NEH Calls for Proposals for Trump’s Bizarre Sculpture Garden


After slashing critical grant programs for cultural institutions and placing the majority of its staff on leave, the National Endowment for the Humanities (NEH) is now seeking artist submissions for statues to include in President Trump’s “National Garden of American Heroes.”

An application page on the NEH’s website says the agency is looking to commission statues of “famous American statesmen, visionaries, and innovators” on a Trump-authored list of 250 individuals ranging from the late conservative Supreme Court Justice Antonin Scalia and Samuel Colt, known for mass producing the revolver; to Martin Luther King Jr., Steve Jobs, National Football Coach Vince Lombardi, and Helen Keller. Successful applicants will be commissioned for up to three statues at the rate of up to $200,000 each. 

The NEH slashed 85% of the agency’s grant programs serving libraries, museums, and other cultural organizations earlier this month, reportedly agreeing to reappropriate some of the funds to build Trump’s sculptural project. 

Alongside its sister agency the National Endowment for the Arts (NEA), the NEH will contribute $34 million to building Trump’s sculpture garden, which was first proposed in 2020 for the United States’s semiquincentennial, according to a press release today, April 24. On his way out of the White House in 2021, Trump issued an executive order requiring the NEH and National Endowment for the Arts to direct one-twelfth of discretionary funds to the project. When Biden took office, the garden plans were quickly halted, but within mere days of returning to office, Trump reinstated the project in a January executive order. 

A spokesperson for the American Federation of Government Employees Local (AFGE) 3403, the union representing NEH employees, expressed concern that the agency is “being used as a propaganda pipeline to promote the president’s brand of patriotism instead of preserving and celebrating the full American experience.”

Over 60% of NEH staff have been cut, the union spokesperson said, and over 1,000 grants have been canceled as part of the Trump administration cuts. Last week, the agency introduced a new “Celebrate America!” grant program, which will award $25,000 to projects focusing on the “exceptional achievements of the United States.”

The NEH statue commission application uses similar laudatory language and asks prospective artists to detail how their sculptures will honor American history.

“NEH funding has celebrated the best of America,” the AFGE 3403 spokesperson told Hyperallergic. “Now, it’s being used to build a vapid tribute. Americans deserve much better.”

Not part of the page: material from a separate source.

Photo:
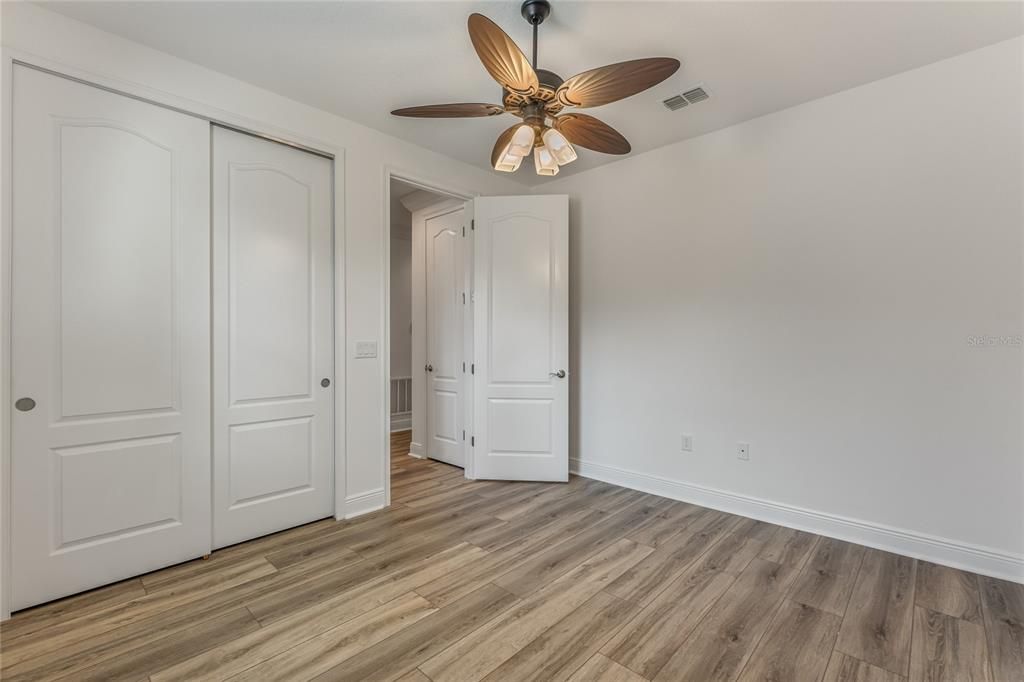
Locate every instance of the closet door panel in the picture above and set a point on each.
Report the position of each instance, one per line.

Of the funds flowing from the sister grantmaking agencies to create the garden, $30 million will go directly to the construction of statues, which are to be made from marble, bronze, granite, copper, or brass. 

“It is absurd to think that grant dollars that were being used to do things like publish President George Washington’s writings, restore Mark Twain’s artifacts, and support civics education are instead being directed to commission statues,” the union said.

The union said it was concerned that Trump’s list of “heroes” was made in haste, with little reflection or review. NEH staff, the spokesperson said, have the expertise to “provide historical context about these individuals and their impact,” but the agency does not have the purview to commission these artworks.